Multifunctional heterojunction synaptic transistors based on transferred organic semiconductor crystals for superior visual adaptation

Abstract

Photoelectronic transistors had attracted significant attention in the field of neuromorphic computing, as they integrated efficient sensing, memory, and processing capabilities into a single device. The design of multilayer heterostructures offered novel opportunities for developing multifunctional optoelectronic devices, particularly for neuromorphic optoelectronic devices that required integrated non-volatile memory and excellent optical response characteristics. TIPS-pentacene films with High-quality were successfully prepared through liquid surface growth and evaporation crystallization, and these films were further transferred to target substrates for heterostructure devices. Based on this strategy, a CsPbBr₃/PMMA/TIPS-pentacene heterojunction photoelectronics transistor was developed to overcome the limitations of traditional solution-based strategies for preparing multilayer structures.
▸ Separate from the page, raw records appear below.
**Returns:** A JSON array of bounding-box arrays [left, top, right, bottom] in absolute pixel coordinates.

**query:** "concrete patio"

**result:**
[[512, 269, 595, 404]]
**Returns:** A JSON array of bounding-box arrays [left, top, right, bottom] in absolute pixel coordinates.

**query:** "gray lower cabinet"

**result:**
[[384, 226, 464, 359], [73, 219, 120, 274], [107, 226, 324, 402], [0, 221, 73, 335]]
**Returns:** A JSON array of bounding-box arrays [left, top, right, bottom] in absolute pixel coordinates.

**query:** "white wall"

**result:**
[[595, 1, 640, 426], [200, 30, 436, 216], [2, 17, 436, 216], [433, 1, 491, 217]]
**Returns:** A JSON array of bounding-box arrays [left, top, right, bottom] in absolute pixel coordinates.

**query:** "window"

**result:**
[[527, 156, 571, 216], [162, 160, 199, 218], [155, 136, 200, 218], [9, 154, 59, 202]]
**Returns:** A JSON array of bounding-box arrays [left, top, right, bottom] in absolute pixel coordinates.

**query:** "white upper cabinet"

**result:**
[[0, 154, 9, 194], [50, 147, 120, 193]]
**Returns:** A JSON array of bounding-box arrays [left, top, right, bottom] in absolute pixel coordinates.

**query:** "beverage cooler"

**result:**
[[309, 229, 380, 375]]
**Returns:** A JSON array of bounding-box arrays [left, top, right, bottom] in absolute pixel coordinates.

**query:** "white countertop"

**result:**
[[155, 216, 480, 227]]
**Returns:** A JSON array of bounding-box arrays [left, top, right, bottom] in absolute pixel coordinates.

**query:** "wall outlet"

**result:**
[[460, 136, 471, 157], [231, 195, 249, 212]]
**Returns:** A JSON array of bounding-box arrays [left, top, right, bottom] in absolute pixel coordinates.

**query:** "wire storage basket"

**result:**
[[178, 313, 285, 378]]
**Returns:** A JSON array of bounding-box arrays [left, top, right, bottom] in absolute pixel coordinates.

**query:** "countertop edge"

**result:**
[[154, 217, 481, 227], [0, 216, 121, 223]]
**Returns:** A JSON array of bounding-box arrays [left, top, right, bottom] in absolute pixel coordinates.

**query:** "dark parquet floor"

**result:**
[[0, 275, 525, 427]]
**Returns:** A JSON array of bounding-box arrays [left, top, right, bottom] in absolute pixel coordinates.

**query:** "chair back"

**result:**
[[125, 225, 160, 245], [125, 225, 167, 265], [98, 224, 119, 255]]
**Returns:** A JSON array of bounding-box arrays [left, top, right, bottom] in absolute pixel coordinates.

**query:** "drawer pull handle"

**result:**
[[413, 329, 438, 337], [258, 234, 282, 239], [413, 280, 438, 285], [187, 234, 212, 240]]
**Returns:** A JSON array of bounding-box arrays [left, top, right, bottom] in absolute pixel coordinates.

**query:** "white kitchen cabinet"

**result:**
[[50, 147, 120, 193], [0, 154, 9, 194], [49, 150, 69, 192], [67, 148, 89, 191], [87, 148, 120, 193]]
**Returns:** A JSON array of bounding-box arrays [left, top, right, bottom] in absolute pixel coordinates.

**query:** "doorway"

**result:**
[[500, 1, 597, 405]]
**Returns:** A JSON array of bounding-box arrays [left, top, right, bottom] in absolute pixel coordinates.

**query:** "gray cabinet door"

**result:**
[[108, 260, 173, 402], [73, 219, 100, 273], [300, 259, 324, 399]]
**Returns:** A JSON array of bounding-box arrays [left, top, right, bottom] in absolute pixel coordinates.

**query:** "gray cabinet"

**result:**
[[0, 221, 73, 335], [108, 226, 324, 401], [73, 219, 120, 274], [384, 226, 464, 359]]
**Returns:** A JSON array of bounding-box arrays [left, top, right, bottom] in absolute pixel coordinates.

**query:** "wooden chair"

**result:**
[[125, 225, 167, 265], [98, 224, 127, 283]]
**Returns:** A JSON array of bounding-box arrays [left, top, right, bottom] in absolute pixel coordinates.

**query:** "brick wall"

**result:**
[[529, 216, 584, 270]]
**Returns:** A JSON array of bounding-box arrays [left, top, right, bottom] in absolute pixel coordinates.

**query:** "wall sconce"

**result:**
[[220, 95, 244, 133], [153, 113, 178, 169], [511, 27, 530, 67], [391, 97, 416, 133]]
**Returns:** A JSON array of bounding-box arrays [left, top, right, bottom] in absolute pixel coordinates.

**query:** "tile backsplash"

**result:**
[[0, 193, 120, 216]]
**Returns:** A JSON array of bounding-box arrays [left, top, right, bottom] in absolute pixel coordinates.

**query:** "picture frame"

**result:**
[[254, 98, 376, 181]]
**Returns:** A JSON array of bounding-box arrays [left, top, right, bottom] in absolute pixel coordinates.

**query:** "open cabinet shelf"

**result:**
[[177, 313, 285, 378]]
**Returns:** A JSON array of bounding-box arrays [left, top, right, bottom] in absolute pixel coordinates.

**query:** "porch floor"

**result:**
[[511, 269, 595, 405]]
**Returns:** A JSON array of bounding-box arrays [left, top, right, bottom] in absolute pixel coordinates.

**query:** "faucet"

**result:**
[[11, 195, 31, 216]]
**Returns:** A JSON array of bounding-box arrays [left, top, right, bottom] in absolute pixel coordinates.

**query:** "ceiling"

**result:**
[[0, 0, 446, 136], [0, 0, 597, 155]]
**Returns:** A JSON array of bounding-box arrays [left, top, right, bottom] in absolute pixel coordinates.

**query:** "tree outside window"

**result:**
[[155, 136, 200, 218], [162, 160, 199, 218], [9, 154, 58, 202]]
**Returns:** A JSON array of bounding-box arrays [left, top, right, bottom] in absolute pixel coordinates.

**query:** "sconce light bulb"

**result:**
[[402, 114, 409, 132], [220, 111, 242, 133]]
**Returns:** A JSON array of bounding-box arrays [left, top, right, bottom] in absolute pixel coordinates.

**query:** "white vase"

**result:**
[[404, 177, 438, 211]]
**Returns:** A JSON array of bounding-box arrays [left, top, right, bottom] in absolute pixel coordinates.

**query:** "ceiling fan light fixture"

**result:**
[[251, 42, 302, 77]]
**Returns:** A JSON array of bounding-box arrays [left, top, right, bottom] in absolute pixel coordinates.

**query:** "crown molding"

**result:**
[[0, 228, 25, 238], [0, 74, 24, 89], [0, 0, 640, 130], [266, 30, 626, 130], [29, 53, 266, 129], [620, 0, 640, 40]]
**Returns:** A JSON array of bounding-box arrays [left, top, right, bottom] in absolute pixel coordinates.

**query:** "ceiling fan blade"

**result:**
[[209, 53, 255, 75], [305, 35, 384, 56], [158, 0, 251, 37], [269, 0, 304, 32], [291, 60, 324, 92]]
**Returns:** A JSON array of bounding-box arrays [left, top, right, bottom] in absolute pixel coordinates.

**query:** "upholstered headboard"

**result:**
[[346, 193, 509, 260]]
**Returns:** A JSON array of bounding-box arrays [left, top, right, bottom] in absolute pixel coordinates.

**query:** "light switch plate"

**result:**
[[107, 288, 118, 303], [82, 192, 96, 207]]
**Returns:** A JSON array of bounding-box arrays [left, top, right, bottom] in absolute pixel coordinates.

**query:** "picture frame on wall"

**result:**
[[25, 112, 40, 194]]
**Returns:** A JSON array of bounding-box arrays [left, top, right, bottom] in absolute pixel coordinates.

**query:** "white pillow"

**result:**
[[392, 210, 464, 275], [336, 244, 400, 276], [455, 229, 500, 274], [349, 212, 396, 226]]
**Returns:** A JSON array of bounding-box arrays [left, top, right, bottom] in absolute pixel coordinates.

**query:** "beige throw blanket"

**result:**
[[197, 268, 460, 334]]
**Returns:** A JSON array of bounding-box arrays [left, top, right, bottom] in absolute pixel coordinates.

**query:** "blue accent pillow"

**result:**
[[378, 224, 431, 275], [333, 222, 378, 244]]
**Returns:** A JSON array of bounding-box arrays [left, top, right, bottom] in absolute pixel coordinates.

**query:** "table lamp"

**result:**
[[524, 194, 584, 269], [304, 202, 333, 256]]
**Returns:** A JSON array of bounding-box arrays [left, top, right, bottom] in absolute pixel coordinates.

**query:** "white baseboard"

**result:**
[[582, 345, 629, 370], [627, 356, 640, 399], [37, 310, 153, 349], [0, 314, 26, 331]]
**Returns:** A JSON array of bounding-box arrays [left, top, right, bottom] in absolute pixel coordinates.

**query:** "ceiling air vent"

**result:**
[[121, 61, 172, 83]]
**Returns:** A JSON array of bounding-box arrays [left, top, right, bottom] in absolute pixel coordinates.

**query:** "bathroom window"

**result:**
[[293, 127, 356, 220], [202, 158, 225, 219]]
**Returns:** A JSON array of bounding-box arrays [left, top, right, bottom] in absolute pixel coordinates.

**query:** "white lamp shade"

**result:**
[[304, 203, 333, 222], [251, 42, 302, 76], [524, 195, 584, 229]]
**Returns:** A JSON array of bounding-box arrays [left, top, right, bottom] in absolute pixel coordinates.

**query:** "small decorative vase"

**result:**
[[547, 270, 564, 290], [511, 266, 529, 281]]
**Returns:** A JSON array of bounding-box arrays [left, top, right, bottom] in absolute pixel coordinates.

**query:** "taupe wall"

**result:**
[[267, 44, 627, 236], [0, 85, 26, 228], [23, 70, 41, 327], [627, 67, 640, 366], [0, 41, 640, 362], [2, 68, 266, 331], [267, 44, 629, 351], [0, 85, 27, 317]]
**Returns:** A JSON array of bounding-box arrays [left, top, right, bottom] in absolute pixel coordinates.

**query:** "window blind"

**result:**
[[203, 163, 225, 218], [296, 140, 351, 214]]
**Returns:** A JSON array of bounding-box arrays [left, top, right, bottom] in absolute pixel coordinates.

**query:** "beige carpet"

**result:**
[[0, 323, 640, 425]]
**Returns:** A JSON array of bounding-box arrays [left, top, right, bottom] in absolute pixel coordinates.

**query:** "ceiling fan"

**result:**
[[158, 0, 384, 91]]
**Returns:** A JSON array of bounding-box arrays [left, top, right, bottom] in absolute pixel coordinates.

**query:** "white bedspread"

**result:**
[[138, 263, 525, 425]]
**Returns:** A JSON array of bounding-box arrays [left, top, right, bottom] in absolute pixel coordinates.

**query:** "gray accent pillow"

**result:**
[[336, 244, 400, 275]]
Owing to the ultra-thin and high-quality TIPS-pentacene conductive layer and its excellent interface contact with the underlying film, the composite transistor demonstrated high electrical properties, including high mobility and low subthreshold swing. It exhibited typical synaptic characteristics such as pulse-promotion facilitation (PPF). The device also delivered excellent non-volatile memory characteristics, with multi-state memory windows observed under different gate scanning ranges. Based on the strong gate modulation, the photoelectronic transistor array successfully simulated the dark and bright adaptation behaviors of the human visual system. Therefore, the preparation strategy for multifunctional photoelectronic transistors proposed in this work provided an unique perspective for the next generation of artificial neural systems.